Мерк с улыбкой проводил ее взглядом и лишь тогда поднялся на ноги. Приручение белой мыши было делом трудным, но он чувствовал, что скоро наступит перелом. Осталось совсем чуть—чуть.
С сегодняшнего дня у Мерка должен был начинаться арабский месяц, и внешний вид, и книги, и музыка, и даже пища, которую он вкушал, сразу же разительно изменились. Это было давнее увлечение молодого человека – каждый месяц полностью менять свой образ жизни. Вчера еще он был французом, поклонником свободы и дикой кисти Матисса, а сегодня готовил себе типично арабский завтрак из смеси коричневых бобов и чечевицы, приправленных специями и собирался музицировать на аль—уде, диковинном струнном инструменте с Востока.
Но его планы спутал почтовый голубь.
В век Интернета и сотовой связи это выглядело чересчур экстравагантно, но Мерк сторонился современных технологий. Или, что вернее, не заигрывал с ними без крайней необходимости. В отличие от прежних технических достижений, нынешние уводили человечество все дальше и дальше в вымышленный виртуальный мир. Голубь влетел в открытую форточку и принес записку от знакомой травницы.

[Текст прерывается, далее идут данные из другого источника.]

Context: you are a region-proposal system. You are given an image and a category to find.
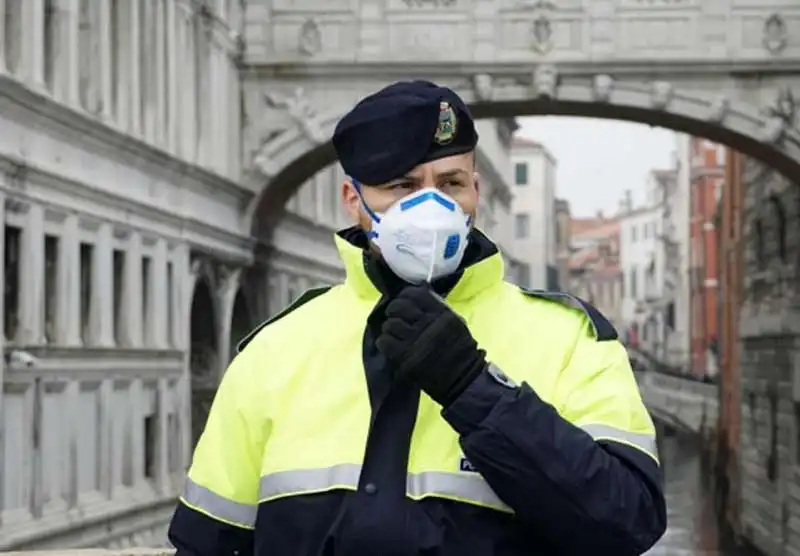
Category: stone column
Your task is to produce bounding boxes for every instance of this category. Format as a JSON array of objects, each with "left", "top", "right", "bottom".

Травницу звали Эмилия Ивановна, ей было за шестьдесят и принадлежала она к тем немногим, кто знал, чем на самом деле занимается Мерк.

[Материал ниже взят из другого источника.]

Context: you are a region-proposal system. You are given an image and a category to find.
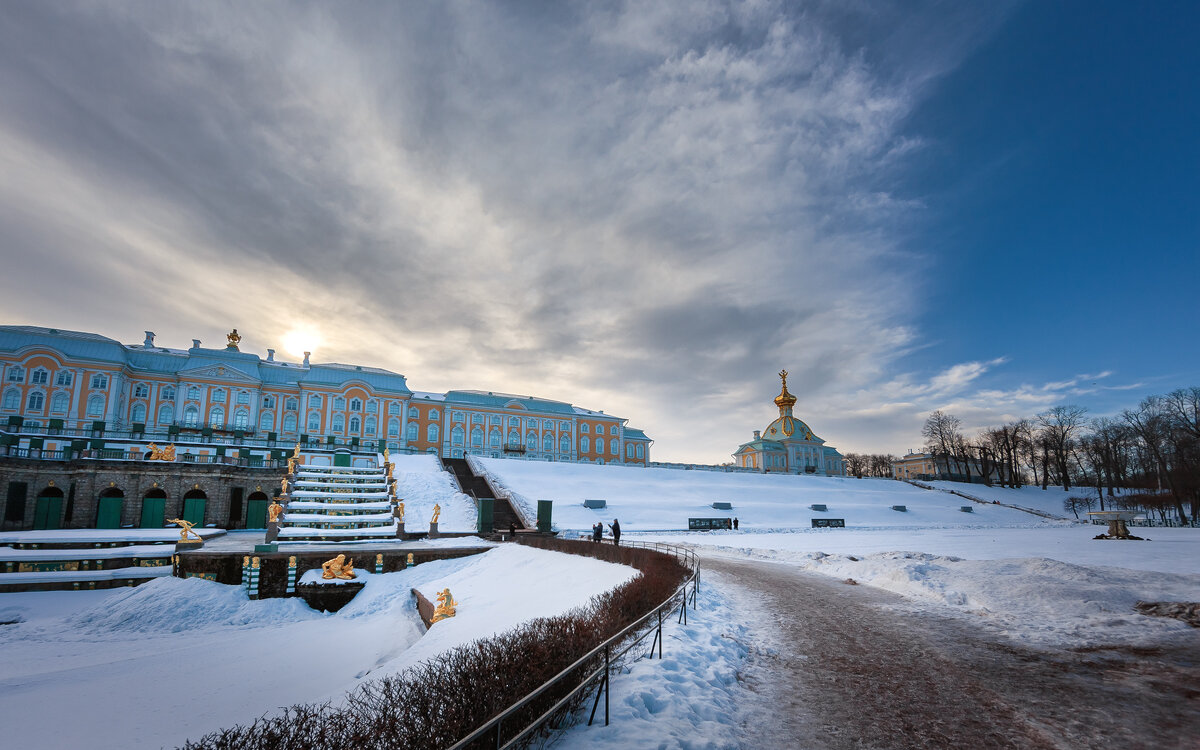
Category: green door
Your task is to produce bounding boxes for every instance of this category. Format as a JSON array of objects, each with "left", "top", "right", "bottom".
[
  {"left": 34, "top": 497, "right": 62, "bottom": 529},
  {"left": 142, "top": 498, "right": 167, "bottom": 529},
  {"left": 96, "top": 497, "right": 125, "bottom": 529},
  {"left": 184, "top": 498, "right": 208, "bottom": 526},
  {"left": 246, "top": 500, "right": 266, "bottom": 529}
]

«Посетитель. Сегодня в двенадцать», – гласила записка.
Мерк остановился у большого прямоугольного зеркала, засунул записку между рамой и стеклом и недовольно поморщился. Он так хотел провести сегодняшний день в приятной компании с самим собой. Зеркало поморщилось в ответ. Оно было воспитанным и интеллигентным и никогда не строило посторонних гримас. Записка от травницы спутала планы Мерка, но… Дела есть дела. Иначе на что содержать эту мансарду, этот ковер, это зеркало, в конце концов.
Посетитель оказался пунктуален. Едва солнечные часы на скошенной стеклянной крыше показали двенадцать, как над массивной дубовой дверью весело прозвенел колокольчик, оповещая о приходе гостя. Часы Мерк соорудил сам в период своего увлечения гномоникой, древней наукой об измерении времени с помощью солнца. Специальные зеркала ретранслировали изображение часов с улицы внутрь мансарды. Выходило загадочно и романтично, словно само время проступало тенью циферблата на одной из стен.